Underlying France’s descent into proliferating violence and authoritarian rule was the constant threat to the new republic from counter-revolution, both at home and abroad, and the pressure exerted on the Convention (as the National Assembly elected to promulgate a new constitution was known) by the sans-culottes to extirpate that threat. Paris, the fulcrum of the revolution, was largely unopposed in the north-east and the centre. Counter-revolution, faithful to monarchy, proud of local differences and devoted to the multitude of non-juror priests who defied the new ‘nationalised’ civil constitution of the clergy, flourished far beyond the Vendée and exploded into open revolt in a great arc from Marseille and Lyon in the south-east to Bordeaux, Caen and the Atlantic départements of the west. The republicans’ abiding fear was that foreign invasion, accompanied by the return of the émigré notables, would bring victory to the swelling forces of counter-revolution.

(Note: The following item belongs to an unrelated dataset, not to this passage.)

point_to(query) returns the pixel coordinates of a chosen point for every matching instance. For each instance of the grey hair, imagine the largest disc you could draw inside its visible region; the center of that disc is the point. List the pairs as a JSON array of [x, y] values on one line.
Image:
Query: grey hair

The Brunswick Manifesto, issued in the name of the Prussian and Austrian monarchies in July 1792, promised ‘an exemplary and ever-memorable vengeance, by delivering up the city of Paris to military execution and total destruction’.

That ever-present danger to the Republic shares centre-stage in Andress’s account with the urgent radicalism of Paris opinion, emanating from the Jacobins, the Cordeliers, the Sections and the Paris Commune, and embracing a broad swathe of the citizenry.